A last point: to deal with the skew in my actual data, I’ve written a (definitely suboptimal) heuristic to separate all responses into two groups for the purpose of stratified assignment of observations to folds using the Caret package. For my first analysis with the simulated data (shown here), assignment to each group was random, and each group contained half the data. That approach led to the three-dimensional model fitting best to the two-dimensional data, but I doubt that the way I was doing the stratification would explain what is going on. Nonetheless, the second round of analyses currently underway uses a different heuristic, which is designed to take the roughly 20% of observations that are least likely to occur (i.e. the source of the skew) and place them into one group, such that these outliers are evenly distributed across all folds. The simulated data does not exhibit any skew, so this detail should be irrelevant, but I’m mentioning that for the purpose of completeness. The second round should be complete in five days or so.
Thank you very much for your time! I hope this post might help someone else dealing with this type of problem for k-fold cross-validation with data-hungry models.
Implementation details concerning the k-fold cross-validation: I’m using OpenMP for parallelization. As it stands, each core computes 10 out of 30 chains, then stops. It would be great to know how to get the core(s) that finish first to run the Stan models for additional chains, because currently at the end I am waiting for one straggling core to handle two or three models in serial. But that’s a separate thread.
Best,
Richard
#### STAN MODEL
## Stan file for the multidimensional IRT model with K-fold cross-validation:
// see Reckase(2009) and https://rfarouni.github.io/assets/projects/BayesianMIRT/BayesianMIRT.html
// This uses a (0,1) normal prior on the alphas to identify their scale.
data{
int<lower=1> n_respondents;
int<lower=1> n_items;
int<lower=0,upper=1> Y[n_respondents,n_items];
int<lower=1> D; // number of dimensions
int<lower=0,upper=1> holdout[n_respondents,n_items];
}
transformed data{
cov_matrix[D] Sigma;
row_vector [D] mu_theta = rep_row_vector(0.0, D);
Sigma = rep_matrix(0.0, D, D);
for(i in 1:D){
Sigma[i,i] = 1.0;
} // = [ [1, 0, 0], [0, 1, 0], [0, 0, 1] ]; // Identity matrix as per Reckase (2009) and Chun Wang (2015)
}
parameters{
vector [D] theta [n_respondents];
matrix<lower=0>[n_items,D] alpha;
real mu_alpha;
vector[n_items] beta;
real<lower=0> sigma_alpha;
real<lower=0> sigma_beta;
real mu_beta;
}
model{
// hyperpriors
sigma_alpha ~ cauchy(0,5); // RJC: could allow the prior mean for alpha to vary as well
mu_alpha ~ normal(0,4); // weak but not uninformative
sigma_beta ~ cauchy(0,5); // weak but not uninformative
mu_beta ~ normal(0.0, 4); // weak but not uninformative
// priors
for(i in 1:n_respondents){
theta[i] ~ multi_normal(mu_theta, Sigma); // Reckase 2009
}
beta ~ normal(mu_beta,sigma_beta);
to_vector(alpha) ~ lognormal(mu_alpha, sigma_alpha);
// likelihood
// More efficient to write loops column by column as matrices are stored internally in column-major order (Stan manual p. 327)

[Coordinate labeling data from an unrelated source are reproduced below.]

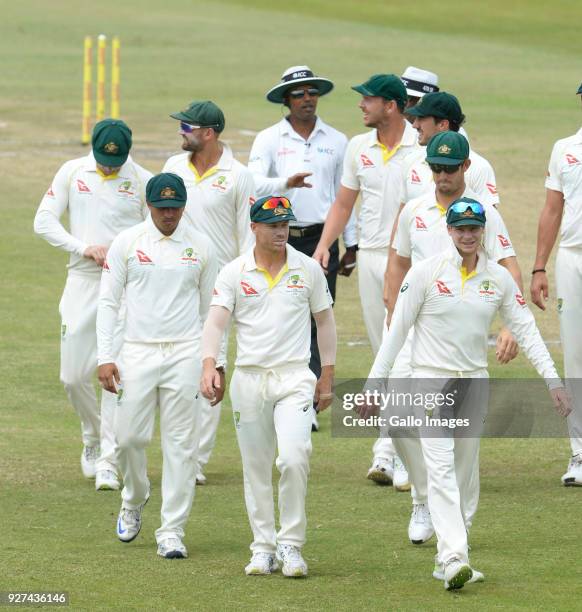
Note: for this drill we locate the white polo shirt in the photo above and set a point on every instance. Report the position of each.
(452, 313)
(377, 174)
(422, 230)
(565, 176)
(480, 178)
(168, 283)
(272, 316)
(280, 152)
(99, 208)
(218, 202)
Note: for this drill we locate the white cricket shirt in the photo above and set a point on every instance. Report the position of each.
(272, 316)
(565, 176)
(480, 178)
(452, 315)
(280, 152)
(218, 202)
(168, 283)
(378, 175)
(99, 208)
(422, 230)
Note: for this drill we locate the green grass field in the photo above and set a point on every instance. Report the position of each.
(515, 67)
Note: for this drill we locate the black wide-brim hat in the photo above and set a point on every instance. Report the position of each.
(298, 75)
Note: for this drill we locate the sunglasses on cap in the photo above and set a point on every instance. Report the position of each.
(189, 128)
(447, 169)
(462, 207)
(297, 94)
(272, 203)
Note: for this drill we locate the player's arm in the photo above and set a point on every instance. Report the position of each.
(548, 228)
(245, 196)
(113, 281)
(337, 218)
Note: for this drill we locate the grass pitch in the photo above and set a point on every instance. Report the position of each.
(514, 68)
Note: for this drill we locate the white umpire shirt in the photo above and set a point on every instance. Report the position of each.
(376, 172)
(422, 230)
(168, 283)
(480, 178)
(452, 313)
(99, 208)
(272, 315)
(565, 176)
(280, 152)
(218, 202)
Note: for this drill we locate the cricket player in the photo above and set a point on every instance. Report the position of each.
(103, 194)
(422, 233)
(220, 191)
(374, 167)
(271, 292)
(167, 270)
(301, 157)
(563, 212)
(444, 301)
(418, 83)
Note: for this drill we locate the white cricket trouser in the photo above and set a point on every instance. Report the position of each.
(450, 465)
(164, 375)
(569, 293)
(272, 410)
(371, 270)
(209, 421)
(78, 310)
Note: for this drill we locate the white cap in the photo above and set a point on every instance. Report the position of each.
(419, 82)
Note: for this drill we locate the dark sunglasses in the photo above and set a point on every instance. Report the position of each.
(297, 94)
(438, 168)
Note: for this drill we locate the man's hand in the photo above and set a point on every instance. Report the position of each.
(97, 252)
(321, 256)
(298, 180)
(323, 395)
(211, 382)
(108, 375)
(539, 289)
(506, 346)
(562, 401)
(347, 263)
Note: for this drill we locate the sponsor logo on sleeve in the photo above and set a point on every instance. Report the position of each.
(503, 241)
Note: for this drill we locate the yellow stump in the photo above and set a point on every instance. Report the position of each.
(87, 70)
(115, 76)
(101, 46)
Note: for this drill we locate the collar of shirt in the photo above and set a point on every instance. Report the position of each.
(90, 165)
(286, 128)
(177, 236)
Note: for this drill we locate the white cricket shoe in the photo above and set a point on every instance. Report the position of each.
(573, 477)
(294, 565)
(382, 471)
(200, 479)
(172, 548)
(262, 564)
(457, 574)
(439, 572)
(106, 480)
(89, 458)
(129, 523)
(400, 477)
(420, 529)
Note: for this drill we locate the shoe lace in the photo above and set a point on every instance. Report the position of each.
(92, 453)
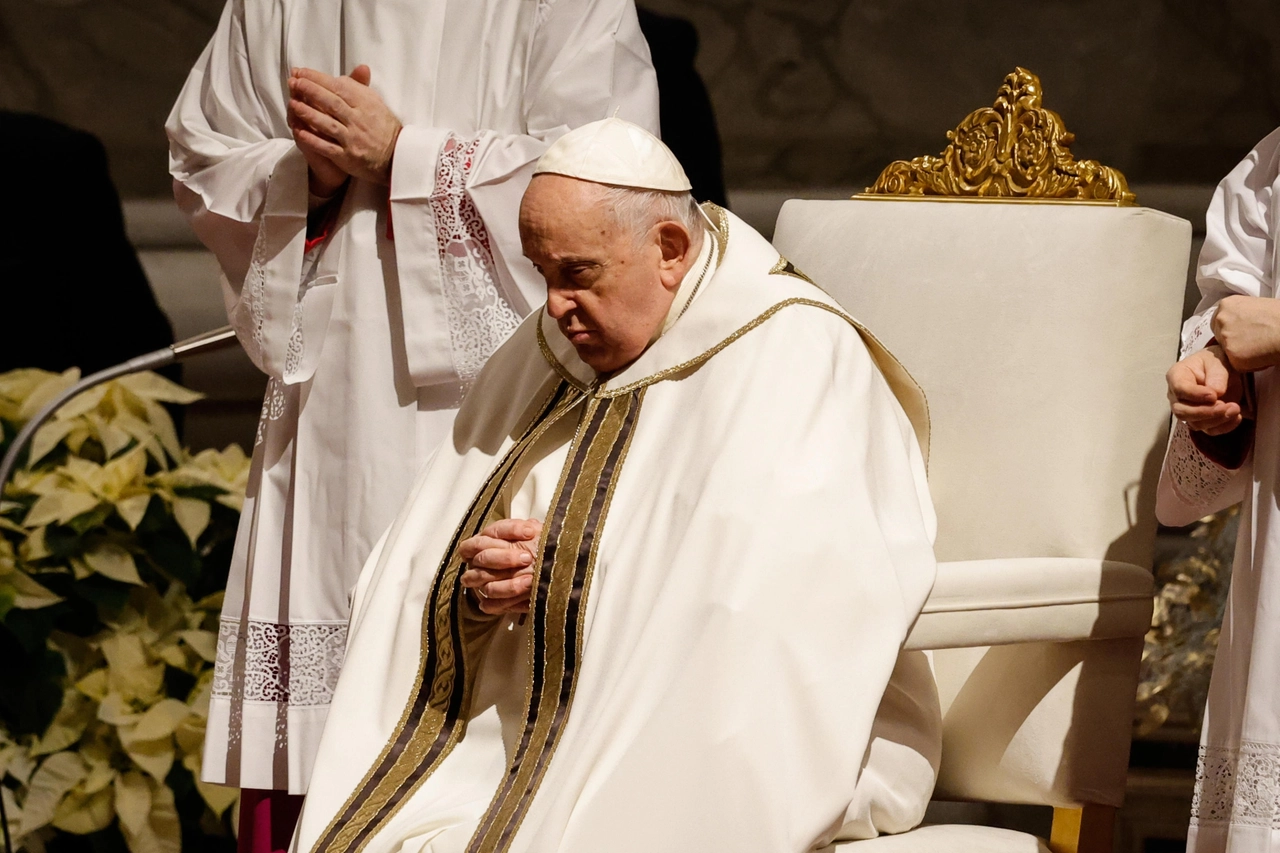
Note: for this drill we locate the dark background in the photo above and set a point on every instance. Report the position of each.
(808, 92)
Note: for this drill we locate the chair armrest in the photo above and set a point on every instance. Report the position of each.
(1028, 600)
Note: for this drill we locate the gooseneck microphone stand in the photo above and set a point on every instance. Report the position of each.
(200, 345)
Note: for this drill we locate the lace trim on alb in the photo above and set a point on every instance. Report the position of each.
(1238, 785)
(543, 12)
(1197, 479)
(1196, 336)
(305, 676)
(479, 318)
(273, 407)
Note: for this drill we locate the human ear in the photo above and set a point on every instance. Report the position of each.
(675, 242)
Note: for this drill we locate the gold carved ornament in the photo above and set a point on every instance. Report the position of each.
(1014, 150)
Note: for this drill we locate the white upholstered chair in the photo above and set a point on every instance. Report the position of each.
(1041, 334)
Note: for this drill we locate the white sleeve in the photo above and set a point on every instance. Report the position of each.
(903, 757)
(455, 199)
(241, 179)
(1235, 260)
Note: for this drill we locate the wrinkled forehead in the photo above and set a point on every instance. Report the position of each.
(561, 210)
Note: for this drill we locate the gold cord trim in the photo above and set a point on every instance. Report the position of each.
(786, 268)
(562, 583)
(434, 717)
(1015, 149)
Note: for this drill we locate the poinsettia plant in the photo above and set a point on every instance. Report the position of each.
(114, 547)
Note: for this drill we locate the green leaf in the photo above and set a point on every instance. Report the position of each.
(55, 776)
(114, 561)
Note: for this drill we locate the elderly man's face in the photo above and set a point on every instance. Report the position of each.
(607, 292)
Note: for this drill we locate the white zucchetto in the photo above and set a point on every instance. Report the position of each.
(615, 153)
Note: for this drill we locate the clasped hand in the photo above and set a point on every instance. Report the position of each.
(342, 127)
(499, 565)
(1206, 387)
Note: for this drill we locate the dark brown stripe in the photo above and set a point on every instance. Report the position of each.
(539, 619)
(280, 748)
(411, 726)
(574, 616)
(563, 582)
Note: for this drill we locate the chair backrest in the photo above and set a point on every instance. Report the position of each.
(1041, 334)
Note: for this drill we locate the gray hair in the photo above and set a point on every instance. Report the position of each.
(639, 210)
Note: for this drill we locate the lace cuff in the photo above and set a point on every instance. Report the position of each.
(1196, 479)
(479, 318)
(1197, 332)
(270, 662)
(1238, 787)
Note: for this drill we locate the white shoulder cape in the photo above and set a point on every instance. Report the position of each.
(740, 543)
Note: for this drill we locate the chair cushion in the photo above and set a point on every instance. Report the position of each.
(955, 838)
(996, 602)
(1041, 336)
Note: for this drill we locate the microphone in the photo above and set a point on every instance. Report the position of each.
(195, 346)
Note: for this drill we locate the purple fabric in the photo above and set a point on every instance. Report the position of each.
(268, 819)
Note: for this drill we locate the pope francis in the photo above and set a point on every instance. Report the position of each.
(649, 594)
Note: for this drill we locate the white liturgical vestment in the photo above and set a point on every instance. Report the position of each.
(1237, 802)
(736, 542)
(370, 337)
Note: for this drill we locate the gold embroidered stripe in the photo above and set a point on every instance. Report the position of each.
(560, 607)
(434, 719)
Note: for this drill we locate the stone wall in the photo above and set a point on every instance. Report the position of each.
(808, 92)
(813, 92)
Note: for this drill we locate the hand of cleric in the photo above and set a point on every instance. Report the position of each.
(499, 565)
(1248, 331)
(343, 121)
(1205, 392)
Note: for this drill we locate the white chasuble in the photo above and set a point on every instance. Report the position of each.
(735, 547)
(370, 337)
(1237, 802)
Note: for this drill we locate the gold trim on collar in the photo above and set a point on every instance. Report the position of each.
(895, 373)
(786, 268)
(720, 218)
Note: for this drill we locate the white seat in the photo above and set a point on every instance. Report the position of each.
(1033, 600)
(1041, 334)
(947, 839)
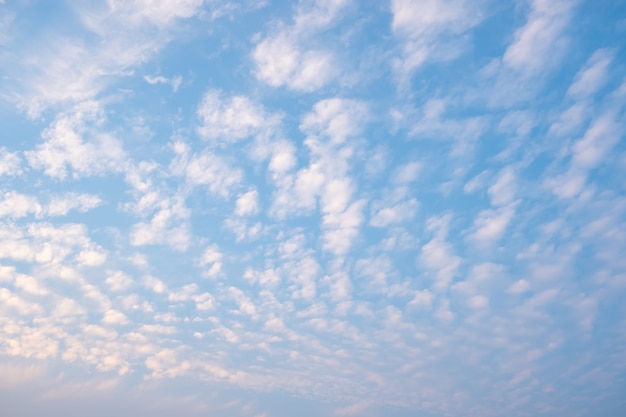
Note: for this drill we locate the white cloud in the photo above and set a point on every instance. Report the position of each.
(205, 168)
(541, 40)
(288, 56)
(247, 203)
(594, 74)
(57, 68)
(114, 318)
(118, 281)
(16, 205)
(490, 225)
(398, 213)
(75, 141)
(519, 286)
(425, 29)
(232, 119)
(175, 82)
(61, 205)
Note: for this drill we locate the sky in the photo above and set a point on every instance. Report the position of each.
(314, 208)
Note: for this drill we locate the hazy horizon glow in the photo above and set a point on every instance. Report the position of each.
(312, 208)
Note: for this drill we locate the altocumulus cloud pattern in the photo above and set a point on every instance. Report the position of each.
(312, 208)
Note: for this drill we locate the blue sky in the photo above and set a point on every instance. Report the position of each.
(313, 208)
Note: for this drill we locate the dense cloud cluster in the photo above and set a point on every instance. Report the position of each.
(357, 208)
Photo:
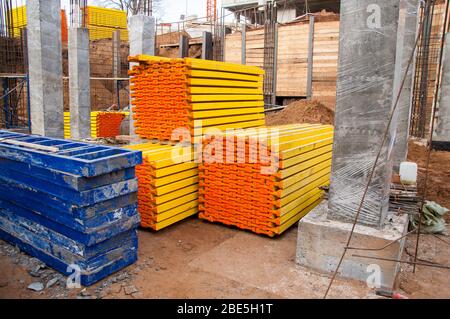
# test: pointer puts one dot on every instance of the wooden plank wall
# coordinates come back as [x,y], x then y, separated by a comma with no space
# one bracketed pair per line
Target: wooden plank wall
[293,58]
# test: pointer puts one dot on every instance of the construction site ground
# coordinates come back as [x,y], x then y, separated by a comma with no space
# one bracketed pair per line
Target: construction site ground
[197,259]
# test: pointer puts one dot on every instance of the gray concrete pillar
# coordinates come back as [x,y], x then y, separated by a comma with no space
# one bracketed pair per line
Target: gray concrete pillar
[141,30]
[367,53]
[442,130]
[207,52]
[79,84]
[406,38]
[45,67]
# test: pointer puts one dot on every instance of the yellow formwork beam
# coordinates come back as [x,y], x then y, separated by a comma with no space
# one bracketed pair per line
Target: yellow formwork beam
[223,66]
[224,83]
[202,107]
[225,97]
[229,119]
[225,75]
[220,113]
[219,90]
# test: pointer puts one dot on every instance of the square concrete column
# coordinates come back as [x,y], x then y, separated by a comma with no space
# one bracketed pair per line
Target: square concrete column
[141,31]
[367,57]
[45,67]
[441,136]
[367,54]
[407,33]
[79,84]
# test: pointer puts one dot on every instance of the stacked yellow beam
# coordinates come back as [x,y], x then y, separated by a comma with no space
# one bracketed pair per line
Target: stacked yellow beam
[102,22]
[272,182]
[67,133]
[168,184]
[193,94]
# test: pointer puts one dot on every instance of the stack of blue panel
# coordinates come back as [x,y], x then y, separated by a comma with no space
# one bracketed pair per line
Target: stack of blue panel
[72,205]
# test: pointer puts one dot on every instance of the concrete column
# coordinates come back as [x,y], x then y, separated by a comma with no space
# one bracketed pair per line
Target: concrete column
[45,67]
[79,84]
[406,38]
[442,130]
[141,30]
[367,53]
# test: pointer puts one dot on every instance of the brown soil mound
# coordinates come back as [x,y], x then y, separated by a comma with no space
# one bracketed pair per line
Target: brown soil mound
[302,111]
[439,173]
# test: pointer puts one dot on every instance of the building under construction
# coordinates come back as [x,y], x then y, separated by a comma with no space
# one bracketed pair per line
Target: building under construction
[261,149]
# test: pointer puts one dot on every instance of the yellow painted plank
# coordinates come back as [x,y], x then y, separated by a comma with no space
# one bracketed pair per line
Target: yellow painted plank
[219,90]
[231,97]
[217,113]
[224,83]
[225,105]
[225,75]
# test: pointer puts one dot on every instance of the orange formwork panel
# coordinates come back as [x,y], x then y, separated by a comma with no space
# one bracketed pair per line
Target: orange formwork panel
[169,95]
[267,179]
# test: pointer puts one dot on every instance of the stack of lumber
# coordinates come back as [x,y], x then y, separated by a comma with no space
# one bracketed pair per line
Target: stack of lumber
[292,57]
[272,182]
[191,94]
[168,184]
[103,22]
[72,205]
[103,124]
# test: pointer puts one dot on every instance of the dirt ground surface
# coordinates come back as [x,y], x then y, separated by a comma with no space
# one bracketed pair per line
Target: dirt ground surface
[197,259]
[438,184]
[302,111]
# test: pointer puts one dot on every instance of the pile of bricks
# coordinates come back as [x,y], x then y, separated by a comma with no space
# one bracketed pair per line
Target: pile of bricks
[168,184]
[72,205]
[103,124]
[268,179]
[169,94]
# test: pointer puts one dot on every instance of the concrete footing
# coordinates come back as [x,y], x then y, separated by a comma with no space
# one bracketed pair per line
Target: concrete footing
[321,243]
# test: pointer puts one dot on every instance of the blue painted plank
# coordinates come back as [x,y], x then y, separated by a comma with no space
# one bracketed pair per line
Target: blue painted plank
[84,198]
[67,180]
[108,159]
[57,244]
[91,237]
[32,199]
[90,277]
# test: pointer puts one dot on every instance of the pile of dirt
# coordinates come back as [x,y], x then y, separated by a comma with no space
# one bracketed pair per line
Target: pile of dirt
[439,172]
[302,111]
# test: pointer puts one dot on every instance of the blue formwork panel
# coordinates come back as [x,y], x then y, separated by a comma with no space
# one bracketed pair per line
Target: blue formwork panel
[35,200]
[68,180]
[94,267]
[68,202]
[76,158]
[126,220]
[79,198]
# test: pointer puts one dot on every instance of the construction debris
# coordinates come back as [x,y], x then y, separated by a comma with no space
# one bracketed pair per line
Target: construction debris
[272,183]
[74,208]
[173,98]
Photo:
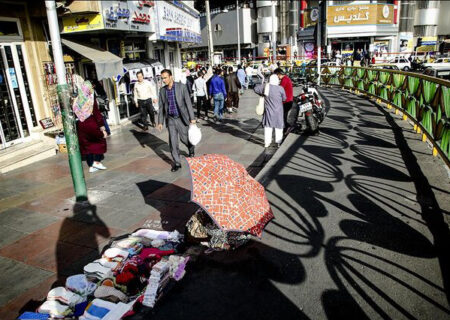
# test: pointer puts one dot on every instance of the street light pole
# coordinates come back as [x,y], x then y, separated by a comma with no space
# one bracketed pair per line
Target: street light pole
[210,42]
[239,33]
[73,149]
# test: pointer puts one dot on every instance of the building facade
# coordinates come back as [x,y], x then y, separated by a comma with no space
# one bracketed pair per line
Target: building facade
[23,53]
[224,33]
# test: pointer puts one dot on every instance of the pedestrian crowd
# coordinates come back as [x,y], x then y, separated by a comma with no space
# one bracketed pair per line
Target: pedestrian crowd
[209,88]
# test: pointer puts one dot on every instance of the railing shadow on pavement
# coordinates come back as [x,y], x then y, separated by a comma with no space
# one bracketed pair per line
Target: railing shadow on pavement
[153,142]
[376,223]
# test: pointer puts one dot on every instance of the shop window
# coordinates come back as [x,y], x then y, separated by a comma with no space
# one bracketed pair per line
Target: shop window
[134,49]
[9,29]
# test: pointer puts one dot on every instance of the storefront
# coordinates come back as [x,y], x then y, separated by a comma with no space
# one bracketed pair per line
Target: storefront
[21,107]
[177,23]
[367,27]
[122,28]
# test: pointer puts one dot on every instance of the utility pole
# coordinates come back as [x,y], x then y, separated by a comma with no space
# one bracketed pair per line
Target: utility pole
[319,42]
[274,34]
[210,42]
[239,33]
[73,149]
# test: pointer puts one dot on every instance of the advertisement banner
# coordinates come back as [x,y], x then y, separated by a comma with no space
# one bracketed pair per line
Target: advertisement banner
[82,22]
[360,14]
[129,15]
[175,24]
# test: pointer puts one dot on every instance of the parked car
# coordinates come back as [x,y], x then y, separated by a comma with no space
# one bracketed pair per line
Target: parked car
[401,62]
[385,66]
[438,62]
[439,71]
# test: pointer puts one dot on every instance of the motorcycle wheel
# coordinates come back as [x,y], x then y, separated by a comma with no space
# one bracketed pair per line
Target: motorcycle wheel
[311,122]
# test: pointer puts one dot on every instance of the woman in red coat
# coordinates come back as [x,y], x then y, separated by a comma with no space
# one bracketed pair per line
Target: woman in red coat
[90,127]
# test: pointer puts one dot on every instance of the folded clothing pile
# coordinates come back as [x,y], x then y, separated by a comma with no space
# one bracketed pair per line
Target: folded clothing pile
[135,270]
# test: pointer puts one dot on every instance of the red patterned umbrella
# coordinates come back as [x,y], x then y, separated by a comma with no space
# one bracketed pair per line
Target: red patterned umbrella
[231,197]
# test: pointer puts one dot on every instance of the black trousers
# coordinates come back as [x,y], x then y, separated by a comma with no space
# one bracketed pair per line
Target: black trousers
[202,105]
[286,108]
[146,108]
[178,131]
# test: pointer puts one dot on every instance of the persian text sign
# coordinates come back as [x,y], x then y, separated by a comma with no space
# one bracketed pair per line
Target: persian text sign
[175,24]
[360,14]
[83,22]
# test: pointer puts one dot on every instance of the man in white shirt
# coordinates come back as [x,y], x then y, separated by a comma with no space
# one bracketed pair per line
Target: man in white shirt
[249,73]
[260,73]
[201,95]
[144,97]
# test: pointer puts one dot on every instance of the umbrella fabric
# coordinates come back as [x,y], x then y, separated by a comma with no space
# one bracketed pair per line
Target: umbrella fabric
[231,197]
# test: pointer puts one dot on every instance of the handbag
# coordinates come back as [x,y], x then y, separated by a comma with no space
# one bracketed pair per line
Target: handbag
[194,134]
[260,107]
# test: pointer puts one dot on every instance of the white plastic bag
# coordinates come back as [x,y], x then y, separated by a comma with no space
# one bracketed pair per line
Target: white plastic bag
[194,134]
[260,107]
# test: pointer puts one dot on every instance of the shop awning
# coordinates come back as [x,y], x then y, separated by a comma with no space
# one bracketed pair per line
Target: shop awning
[107,65]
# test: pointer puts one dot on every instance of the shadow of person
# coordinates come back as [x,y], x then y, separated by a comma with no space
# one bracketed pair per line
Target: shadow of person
[78,242]
[237,284]
[172,202]
[153,142]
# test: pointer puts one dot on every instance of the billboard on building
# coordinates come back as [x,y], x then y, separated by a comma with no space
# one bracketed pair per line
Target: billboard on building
[360,14]
[176,24]
[82,22]
[129,15]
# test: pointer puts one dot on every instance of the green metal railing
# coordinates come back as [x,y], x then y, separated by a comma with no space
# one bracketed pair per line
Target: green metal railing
[423,99]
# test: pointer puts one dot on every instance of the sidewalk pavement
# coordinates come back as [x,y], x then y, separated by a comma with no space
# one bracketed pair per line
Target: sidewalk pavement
[46,237]
[360,228]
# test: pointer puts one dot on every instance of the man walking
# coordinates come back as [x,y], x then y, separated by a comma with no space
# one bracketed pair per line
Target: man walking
[233,86]
[286,83]
[144,97]
[218,92]
[201,95]
[249,73]
[175,109]
[241,76]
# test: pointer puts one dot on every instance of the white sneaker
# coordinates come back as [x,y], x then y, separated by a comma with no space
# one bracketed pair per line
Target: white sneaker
[99,165]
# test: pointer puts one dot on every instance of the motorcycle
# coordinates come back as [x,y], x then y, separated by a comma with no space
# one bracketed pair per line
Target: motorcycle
[311,107]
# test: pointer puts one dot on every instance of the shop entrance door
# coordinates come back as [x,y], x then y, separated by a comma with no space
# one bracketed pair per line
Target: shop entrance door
[16,119]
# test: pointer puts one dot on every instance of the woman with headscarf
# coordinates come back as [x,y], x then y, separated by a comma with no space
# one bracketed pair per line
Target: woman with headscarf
[90,127]
[274,95]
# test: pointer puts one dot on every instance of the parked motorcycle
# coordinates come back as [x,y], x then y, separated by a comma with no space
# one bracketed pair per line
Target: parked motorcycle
[310,107]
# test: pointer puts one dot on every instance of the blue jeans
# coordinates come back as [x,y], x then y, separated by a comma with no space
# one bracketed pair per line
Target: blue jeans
[218,104]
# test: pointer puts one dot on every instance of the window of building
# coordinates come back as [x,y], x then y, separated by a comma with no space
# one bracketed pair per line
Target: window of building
[10,29]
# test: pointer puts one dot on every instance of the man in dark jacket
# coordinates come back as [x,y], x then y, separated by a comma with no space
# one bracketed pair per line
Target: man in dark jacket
[175,109]
[233,85]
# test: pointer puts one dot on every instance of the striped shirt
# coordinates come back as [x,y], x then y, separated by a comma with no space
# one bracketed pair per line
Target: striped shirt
[173,109]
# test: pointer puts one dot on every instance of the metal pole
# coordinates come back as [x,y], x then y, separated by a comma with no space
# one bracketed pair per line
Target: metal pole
[274,34]
[239,33]
[76,168]
[210,42]
[319,43]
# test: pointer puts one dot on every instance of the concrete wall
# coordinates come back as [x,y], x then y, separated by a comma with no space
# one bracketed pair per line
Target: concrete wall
[228,23]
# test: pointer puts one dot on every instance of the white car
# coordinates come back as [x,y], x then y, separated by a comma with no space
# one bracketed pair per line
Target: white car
[401,62]
[439,62]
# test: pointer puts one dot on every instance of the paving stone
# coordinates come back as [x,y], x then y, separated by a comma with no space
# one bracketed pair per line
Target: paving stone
[25,221]
[9,235]
[17,277]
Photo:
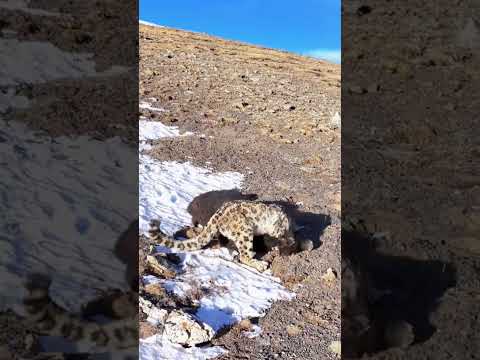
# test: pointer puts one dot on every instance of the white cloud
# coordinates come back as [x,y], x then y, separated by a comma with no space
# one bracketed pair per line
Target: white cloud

//int total_data_counter=0;
//int sample_data_counter=0;
for(j in 1:n_items){
for(i in 1:n_respondents){
if(holdout[i,j]==0){
real p;
p = inv_logit(row(alpha,j)*theta[i]+beta[j]);
target += bernoulli_lpmf(Y[i,j] | p);
//sample_data_counter += 1;
}
//total_data_counter += 1;
// print("alpha[j] = ", alpha[j]);
// print("theta[i] = ", theta[i]);
}
}
//print("sample_data_counter = ", sample_data_counter); // for debugging
//print("total_data_counter = ", total_data_counter); // for debugging
}
generated quantities{
vector[n_items] log_lik[n_respondents];
vector[n_items] pY[n_respondents];
for(j in 1:n_items){
for(i in 1:n_respondents){
real p;
pY[i,j] = inv_logit(row(alpha,j)*theta[i]+beta[j]);
log_lik[i,j] = bernoulli_lpmf(Y[i,j] | pY[i,j]);
}
}
}
#### R FUNCTIONS
# Simple function to take the results from a K-fold cross-validation and return the loo value.
# Of course, in practice the whole point for doing a K-fold cross-validation is that you can't calculate loo
# directly. The only point of this function is for checking that the results from both K-fold and
# loo are consistent for models for which loo would work. It's a check that my code works.
get_loo_from_kfold <- function(kfold){
log_lik <- kfold$ee_for_loo
r_eff <- relative_eff(exp(log_lik))
result <- loo(log_lik, r_eff=r_eff)
return(result)
}
## This function takes in a data set (for input to a normal Stan object),
## the Stan file that normally gets run, a number of folds (default = 10),
## and a variable with levels along which we'll do the stratification using caret.
## It generates the folds, runs Stan K*nchains times, gets the corresponding Stan objects,
## and extracts the log likelihood. It returns a single matrix of log-likelihoods for all the hold-out data.
## I'll then need to run kfold() on the results.
## One assumption that I make is that the data I pass in has the actual outcomes stored in data$Y.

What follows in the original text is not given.